So, nachdem ich nun auch wieder zu Hause will ich mir noch die Zeit nehmen (die ich eigentlich so kurz vorm Urlaub nicht habe

) und meinen Senf zu gestern hinzugeben.
Vorne weg: mit meiner Kamera wurde ein Gruppenfoto geschossen, was ich dann gleich im Anschluss im Rendsburg-Album mit einstelle.
Nach dem grandiosen Loreley-Konzert war mir eigentlich klar, dass Rendsburg nicht sooo der Knaller würde, denn dieses Konzert war meiner Meinung nach bisher das beste der Schiffsverkehr-Tour 2012 - bis jetzt. Ich vergleiche das mal vom Stellenwert her mit Schalke vom letzten Jahr - dicht gefolgt im übrigen von Beverungen und Bochum. Aber das nur am Rande.
Das Konzert an sich war sehr schön, Herbert hat wie immer alles gegeben, die LV stand geschlossen in Reihe 1 am Stegende. An ihm und uns hat es mit Sicherheit nicht gelegen, dass die Rendsburger nur so gaaanz langsam in Wallung kamen. Habe mich immer selber am lautesten singen hören - entweder wollten oder konnten meine Hintermänner nicht mitsingen. Das war sehr gewöhnungsbedürftig und hab ich so lange nicht gehabt. Die Zuschauer auf vollbesetzten Tribünen rechts und links blieben lange auf ihren Plätzen sitzen, so wie ich es beobachtet habe, standen sie erst bei DEMO.

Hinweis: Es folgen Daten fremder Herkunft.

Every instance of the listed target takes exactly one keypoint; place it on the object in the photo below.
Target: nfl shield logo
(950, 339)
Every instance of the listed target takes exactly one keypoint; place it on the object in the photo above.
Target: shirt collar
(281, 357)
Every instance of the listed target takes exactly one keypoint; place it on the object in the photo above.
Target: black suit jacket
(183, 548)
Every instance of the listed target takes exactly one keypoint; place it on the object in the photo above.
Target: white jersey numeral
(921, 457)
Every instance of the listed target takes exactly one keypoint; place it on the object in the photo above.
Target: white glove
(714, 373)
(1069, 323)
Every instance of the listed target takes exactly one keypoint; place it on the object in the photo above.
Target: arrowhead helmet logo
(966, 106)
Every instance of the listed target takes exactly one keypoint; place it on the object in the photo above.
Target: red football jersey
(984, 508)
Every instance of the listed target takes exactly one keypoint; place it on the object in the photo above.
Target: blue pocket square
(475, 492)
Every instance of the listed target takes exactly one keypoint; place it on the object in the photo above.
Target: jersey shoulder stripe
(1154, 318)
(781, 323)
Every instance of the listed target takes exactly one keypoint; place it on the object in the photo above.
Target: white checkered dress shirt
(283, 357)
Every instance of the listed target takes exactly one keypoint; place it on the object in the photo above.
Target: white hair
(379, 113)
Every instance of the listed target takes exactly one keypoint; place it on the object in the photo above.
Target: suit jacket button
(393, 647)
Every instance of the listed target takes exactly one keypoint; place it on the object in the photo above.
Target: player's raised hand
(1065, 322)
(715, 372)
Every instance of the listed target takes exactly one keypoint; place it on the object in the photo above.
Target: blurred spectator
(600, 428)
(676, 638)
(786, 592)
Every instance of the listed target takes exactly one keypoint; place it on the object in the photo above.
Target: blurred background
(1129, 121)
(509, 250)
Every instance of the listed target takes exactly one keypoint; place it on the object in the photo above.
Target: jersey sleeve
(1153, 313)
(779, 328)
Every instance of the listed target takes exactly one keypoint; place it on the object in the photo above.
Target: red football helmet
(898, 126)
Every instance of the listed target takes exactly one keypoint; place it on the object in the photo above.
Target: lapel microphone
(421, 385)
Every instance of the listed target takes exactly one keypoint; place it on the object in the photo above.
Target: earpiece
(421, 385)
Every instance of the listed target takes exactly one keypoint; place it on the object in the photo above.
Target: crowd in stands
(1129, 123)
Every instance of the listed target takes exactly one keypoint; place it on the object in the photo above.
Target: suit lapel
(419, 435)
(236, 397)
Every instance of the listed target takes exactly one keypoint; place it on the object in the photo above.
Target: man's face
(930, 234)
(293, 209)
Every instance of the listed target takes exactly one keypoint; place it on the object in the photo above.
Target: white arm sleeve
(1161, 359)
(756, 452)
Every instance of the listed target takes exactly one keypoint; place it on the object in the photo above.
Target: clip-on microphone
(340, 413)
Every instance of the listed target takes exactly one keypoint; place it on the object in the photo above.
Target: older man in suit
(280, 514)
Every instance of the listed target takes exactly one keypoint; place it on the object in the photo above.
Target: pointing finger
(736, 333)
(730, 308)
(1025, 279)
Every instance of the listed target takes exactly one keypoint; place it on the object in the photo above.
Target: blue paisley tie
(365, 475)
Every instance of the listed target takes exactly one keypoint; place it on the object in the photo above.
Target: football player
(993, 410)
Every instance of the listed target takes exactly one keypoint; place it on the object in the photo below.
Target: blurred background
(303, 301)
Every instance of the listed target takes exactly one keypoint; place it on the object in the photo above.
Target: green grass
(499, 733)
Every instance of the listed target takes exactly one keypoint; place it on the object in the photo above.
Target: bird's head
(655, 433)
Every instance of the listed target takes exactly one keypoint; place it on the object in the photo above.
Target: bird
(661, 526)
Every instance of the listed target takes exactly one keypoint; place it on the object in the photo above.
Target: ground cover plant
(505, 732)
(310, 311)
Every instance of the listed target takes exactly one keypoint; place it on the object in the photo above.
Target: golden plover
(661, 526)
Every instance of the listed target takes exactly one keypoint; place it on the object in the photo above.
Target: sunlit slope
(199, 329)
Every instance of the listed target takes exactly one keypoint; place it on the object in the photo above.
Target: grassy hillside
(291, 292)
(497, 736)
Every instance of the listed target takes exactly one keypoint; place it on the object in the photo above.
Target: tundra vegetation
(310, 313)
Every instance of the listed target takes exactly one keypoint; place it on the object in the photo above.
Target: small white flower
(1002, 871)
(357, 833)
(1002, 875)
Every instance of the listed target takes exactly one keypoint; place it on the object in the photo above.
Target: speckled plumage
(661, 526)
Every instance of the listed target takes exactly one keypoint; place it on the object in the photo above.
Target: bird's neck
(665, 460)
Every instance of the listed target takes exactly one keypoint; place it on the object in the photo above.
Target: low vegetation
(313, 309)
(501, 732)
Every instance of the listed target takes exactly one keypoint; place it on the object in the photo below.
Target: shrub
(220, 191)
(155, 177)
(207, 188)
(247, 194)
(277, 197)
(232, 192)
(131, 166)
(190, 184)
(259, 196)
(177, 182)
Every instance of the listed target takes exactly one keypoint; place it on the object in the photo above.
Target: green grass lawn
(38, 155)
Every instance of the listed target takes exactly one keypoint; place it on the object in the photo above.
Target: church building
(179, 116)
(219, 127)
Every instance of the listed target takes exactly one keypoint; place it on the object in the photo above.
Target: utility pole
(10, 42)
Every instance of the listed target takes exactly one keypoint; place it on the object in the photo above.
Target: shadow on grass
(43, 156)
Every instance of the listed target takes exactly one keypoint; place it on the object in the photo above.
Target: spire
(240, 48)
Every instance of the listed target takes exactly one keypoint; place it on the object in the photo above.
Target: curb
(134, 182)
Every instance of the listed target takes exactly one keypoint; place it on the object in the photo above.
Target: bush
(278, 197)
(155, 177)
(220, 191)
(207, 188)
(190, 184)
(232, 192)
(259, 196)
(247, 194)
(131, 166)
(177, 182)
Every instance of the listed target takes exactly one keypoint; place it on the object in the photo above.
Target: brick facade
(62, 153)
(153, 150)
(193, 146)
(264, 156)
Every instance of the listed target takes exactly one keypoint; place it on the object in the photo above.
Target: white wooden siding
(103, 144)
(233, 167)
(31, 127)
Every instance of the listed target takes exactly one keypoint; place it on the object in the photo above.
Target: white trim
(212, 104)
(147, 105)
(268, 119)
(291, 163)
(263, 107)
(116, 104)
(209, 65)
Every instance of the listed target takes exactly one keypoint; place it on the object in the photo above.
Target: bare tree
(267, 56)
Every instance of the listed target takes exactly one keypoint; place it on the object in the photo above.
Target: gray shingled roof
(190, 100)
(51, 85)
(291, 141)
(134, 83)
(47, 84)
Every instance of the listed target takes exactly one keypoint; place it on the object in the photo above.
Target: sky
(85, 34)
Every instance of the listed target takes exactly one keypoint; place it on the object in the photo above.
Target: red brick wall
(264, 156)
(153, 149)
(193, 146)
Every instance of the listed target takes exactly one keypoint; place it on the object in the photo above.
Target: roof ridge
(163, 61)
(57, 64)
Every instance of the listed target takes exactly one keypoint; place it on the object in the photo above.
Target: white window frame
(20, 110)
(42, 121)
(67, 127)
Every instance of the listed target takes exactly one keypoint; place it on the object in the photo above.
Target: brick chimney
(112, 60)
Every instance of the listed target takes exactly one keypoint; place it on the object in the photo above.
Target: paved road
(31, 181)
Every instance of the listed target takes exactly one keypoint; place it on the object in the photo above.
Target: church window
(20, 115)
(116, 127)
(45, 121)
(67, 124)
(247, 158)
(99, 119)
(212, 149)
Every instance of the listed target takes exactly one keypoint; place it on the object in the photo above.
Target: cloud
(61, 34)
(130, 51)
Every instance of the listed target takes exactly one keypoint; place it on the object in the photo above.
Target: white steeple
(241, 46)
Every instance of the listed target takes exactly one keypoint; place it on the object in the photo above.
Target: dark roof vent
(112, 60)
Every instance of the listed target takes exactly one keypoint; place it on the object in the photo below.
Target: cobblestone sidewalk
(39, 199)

Und Herbert hat sich reichlich bemüht, die Norddeutschen "in Schweiß" zu bringen, er war witzig wie immer, hatte seine Texthänger über die er dann lachend hinweg "geluscht" ist und rauschte über die Bühne wie eh und je. Er hatte wie immer sichtlich Spaß.
Aber es gab kein "Oh wie ist das schön" - es wurde zwar kurz angesungen, verpuffte auber auch gleich wieder, es gab keine Mensch-Verlängerung und kaum jemand schwenkte die Arme zu "Zum Meer". Das Publikum war einfach schwer zu begeistern - vielleicht liegt es an der Mentalität, vielleicht aber auch daran, dass der Großteil einfach nicht Grönemeyer-Konzert-erfahren war. Mir haben alle 3 genannten Punkte tierisch gefehlt, gerade das Arme-Schwenken bei "Zum Meer" finde ich immer so unheimlich emotional.
Geärgert habe ich mich auch über meine Hintermänner und -frauen, als sie bei "Der Weg" nicht ihre Klappen halten konnten und dummes Zeug geschwätzt haben. Das Ende von der "Der Weg" war übrigens ziemlich abrupt, ich nehme an ein technisches Problem. Zwischendrin war auch mal kurz Herberts Stimme weg, aber da kann ich mir noch keinen Reim drauf machen.
Die Sache mit der "Currywurst" war dann wieder sehr witzig. Herbert hatte gleich zu Beginn des Konzerts einen Pommes-Wagen auf dem Gelände entdeckt und "orderte" für alle "da oben" Pommes. Die kamen aber nicht. Irgendwann kurz bevor er dann vorne am STeg am Klavier die "Currywurst" zum Besten gab, kam dann "seine" Tüte Pommes auf der Bühne an. Er aß auch gleich davon und auch Armin kam auf den Steg gestürmt, um sich darüber her zu machen. Ja, und dann schritt er zum Klavier - GLÜCK sollte kommen - und haute die Currywurst raus ! War bestimmt nicht so geplant !! Mit TExthänger zwar, aber das macht es ja immer besonders schön.
Alles in allem war es ein schönes Konzert, aber es reiht sich eher weiter hinten an in meinem Tour-Ranking. Damit ist die "Schiffsverkehr-Reise" für mich zu Ende - wenn nicht noch ein Wunder geschieht und im Herbst oder im nächsten Jahr noch was nachkommt. Entsprechend herzlich und emotional war auch der Abschied von einigen LVlern.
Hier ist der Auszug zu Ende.